今日、科学者の発見によれば、悲しみのために深く涙することで、体内の毒素が流れ出ると言われています。この場合の涙は通常、眼球が乾かないよう、うるおいを与える涙とは成分が違うそうです。ですから泣くことは体に良いことだと言えます。愛する人が亡くなった後、深く嘆き、涙することに時間を費やすと、徐々に精神が回復してきます。涙を流さない人は、内側にため込んだ痛みを解放することができず、それゆえに心身をむしばんでいくことがあるのです。

涙つぼ

当時はそれがなぜであるか、科学的には分からなかったとしても、悲しみと涙の因果関係に対する古代の人々の理解は正しかったのです。ですから葬儀の場に嘆くために雇われた泣き人を置くということは、非常に重要なことでした(エレミヤ9:17-22、アモス5:16)。ミシュナー(口伝律法が成文化された教典。紀元2世紀に成立)の時代になると、ラビ・ユダは「たとえイスラエルで最も貧しい者であっても、葬送曲を演奏するために最低二人の笛吹き、一人の泣き女を雇わなければならない」という決まりを作りました。(ケト4:4)

涙を受けるためのつぼは、詩篇56篇8節に最初に出てきます。詩篇の作者は痛みの中で、神に次のように泣き叫んでいます。「どうか私の涙を、あなたの皮袋にたくわえてください。」神に対して自分の流した涙を覚えてください、というこの叫びには、ご自分の民に対する神の深い哀れみと配慮を示す感動的なイメージがあります。

イエスと涙

涙つぼに涙をためるという行為に関連していると思われる箇所が、新約聖書に三つあります。ラザロが亡くなったとき、マリヤとマルタはイエスがベタニヤに近付かれるまでの4日間、泣き通しでした。二人が主に会うために外に出てきたとき、主は二人の涙を見て大きく心を動かされました(ヨハネ11:33)。恐らくイエスは、二人の涙つぼがいっぱいなのをご覧になったのでしょう。

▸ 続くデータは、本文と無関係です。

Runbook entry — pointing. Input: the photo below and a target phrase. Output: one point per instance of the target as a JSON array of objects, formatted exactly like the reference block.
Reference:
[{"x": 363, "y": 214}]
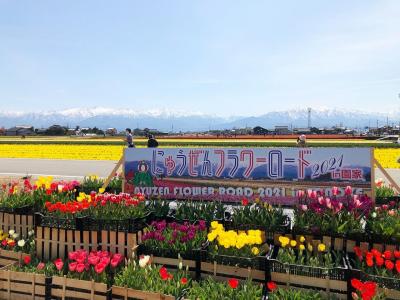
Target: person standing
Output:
[
  {"x": 302, "y": 141},
  {"x": 129, "y": 138},
  {"x": 152, "y": 142}
]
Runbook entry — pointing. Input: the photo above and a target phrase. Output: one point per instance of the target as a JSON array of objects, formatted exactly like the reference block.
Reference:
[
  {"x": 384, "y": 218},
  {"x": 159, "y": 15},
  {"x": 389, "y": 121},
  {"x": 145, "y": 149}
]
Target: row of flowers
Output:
[
  {"x": 349, "y": 215},
  {"x": 142, "y": 274}
]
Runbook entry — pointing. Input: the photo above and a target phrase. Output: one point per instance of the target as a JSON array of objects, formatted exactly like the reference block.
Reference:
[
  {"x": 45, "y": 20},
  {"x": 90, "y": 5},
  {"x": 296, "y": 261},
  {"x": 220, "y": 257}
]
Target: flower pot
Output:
[{"x": 24, "y": 210}]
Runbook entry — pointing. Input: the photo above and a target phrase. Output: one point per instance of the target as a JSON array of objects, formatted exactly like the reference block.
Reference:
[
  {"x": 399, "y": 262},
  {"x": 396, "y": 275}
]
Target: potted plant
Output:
[
  {"x": 236, "y": 248},
  {"x": 259, "y": 215},
  {"x": 380, "y": 267},
  {"x": 143, "y": 280},
  {"x": 383, "y": 224},
  {"x": 172, "y": 239},
  {"x": 232, "y": 288},
  {"x": 310, "y": 262}
]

ゲツセマネの園でイエスは次のように祈られました。「わが父よ。できますならば、この杯をわたしから過ぎ去らせてください。」(マタイ26:39)。この杯についてはさまざまな解釈があります。これはイエスの運命あるいはイエスが人類の身代わりとして受ける罪と罰の象徴として、なみなみとぶどう酒が盛られた杯であったかもしれません。あるいは大きな悲しみを象徴するものとして、涙でいっぱいになった涙つぼだったかもしれません。もしそうならば、主のおことばは次のような意味があったのかもしれません。

「あなたが私に背負え、と仰せられている、この膨大な悲しみと嘆きは、私に担いきれるものではありません。」 しかし、主の御心が成されるためにほかに道はありませんでした。

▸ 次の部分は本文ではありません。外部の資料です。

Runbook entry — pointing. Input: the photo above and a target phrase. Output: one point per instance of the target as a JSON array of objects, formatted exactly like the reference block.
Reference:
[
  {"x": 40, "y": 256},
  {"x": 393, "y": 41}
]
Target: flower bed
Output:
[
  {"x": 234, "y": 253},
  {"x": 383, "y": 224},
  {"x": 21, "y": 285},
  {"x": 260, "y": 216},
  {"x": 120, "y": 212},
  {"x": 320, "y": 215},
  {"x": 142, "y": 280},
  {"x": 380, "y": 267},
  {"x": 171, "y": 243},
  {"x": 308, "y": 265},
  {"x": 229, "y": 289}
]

ルカの福音書7章36節から50節では、イエスがパリサイ人シモンの家で食事をとっているところに、罪人とされる女性が入ってきてイエスの御足を涙で濡らし、洗ったと記されています。彼女は主の足元で涙を流したのではありません。当時の読者たちには涙で濡らすということが何を意味したのか理解できたことでしょう。彼女は自分の涙つぼを空にすることで過去の悲しみを洗い流したのです。この行為を通して、彼女は過去の心痛む出来事からの解放と罪の赦しを求めました。その結果、彼女は両方を得ることができました。イエスの中に悲しみに対する解決を見たのです。

イエスと共に食事をとっていたパリサイ人は、この女性を罪人だと知るがゆえに彼女に対して何の関心も払いませんでした。当時、禁欲的な文化をもっていたギリシャ人のように、彼らは義務として律法を遂行していました。そんな彼らとは対照的に、イエスは哀れみに満ち、涙され、悲しみを抱かれました。ギリシャの神々とその文化は冷たいものでしたが、ヘブル人の神は心(愛)をもっておられました。これはパリサイ人が忘れてしまっていた神のご性質でした。

悲しみと嘆きは喜びへと導かれる

「嘆き」は死によるものばかりではなく、さまざまな出来事の中で私たちの人生に痛みと悲しみがもたらされるとき、一緒にやってきます。これは私たちを落ち込ませるための、外部からの非常に大きな要因となります。人生にはこうしたどうすることもできない時期がしばしばあります。もし私たちが神の元へ走り、助けを求めるならば、神はそれに応えることがおできになります。「神は低い者を高く上げ、悲しむ者を引き上げて救う。」(ヨブ5:11)

嘆きはまた、悔い改められていない罪が原因となっていることもあります。罪のゆえに神を遠くに感じ、罪責感によって疎外感を感じてしまうのです。「神に近づきなさい。そうすれば、神はあなたがたに近づいてくださいます。罪ある人たち。手を洗いきよめなさい。二心の人たち。心を清くしなさい。あなたがたは、苦しみなさい。悲しみなさい。泣きなさい。あなたがたの笑いを悲しみに、喜びを憂いに変えなさい。主の御前でへりくだりなさい。そうすれば、主があなたがたを高くしてくださいます。」(ヤコブ4:8-10)

エンゲディの滝

罪に対する嘆きは、悔い改めと主にあっての喜びへと私たちを導きます。主イエスはゲツセマネで泣かれ、世界中の罪による嘆きと悲しみで満ちた杯を受けられました。公生涯の中でも主は人里離れた寂しい場所へ行かれ、思い起こされました。「主は私を緑の牧場に伏させ、いこいの水のほとりに伴われます。主は私のたましいを生き返らせ、御名のために、私を義の道に導かれます。」(詩23:2、3)

同様に、人生において私たちも安息日をもつことが必要です。主の御思いをめい想し、主の前に涙することで癒やしを受けます。私たちは主の前で涙を流すことで主の愛、哀れみ、そして恵みを受け取る必要があるのです。私たちの嘆きの原因が何であろうとも、主こそ「われらの頭を高く上げてくださる方」であることを覚えていてください。ですから嘆き、悲しみ、苦しみの中にあるとき、主に向いてください。神があなたの嘆きを喜びに変えてくださいます。「あなたは私のために、嘆きを踊りに変えてくださいました。あなたは私の荒布を解き、喜びを私に着せてくださいました。」(詩30:11)私たち主を信じる者たちもまた、イスラエルと同じくほかとは異なる者となるように召されています。私たちは世の習慣に従うのではなく、世に新しい道を示すために存在しているのです。私たちの人生に、すべてを乗り越えさせてくださる神の御力が表されますように。

暗闇を打ち払う神の光がいかなるものか、証しするものとなりますように。神にある希望が、絶望を打ち消すものとなりますように。人々がそのことを見て、神を信じるようになりますように。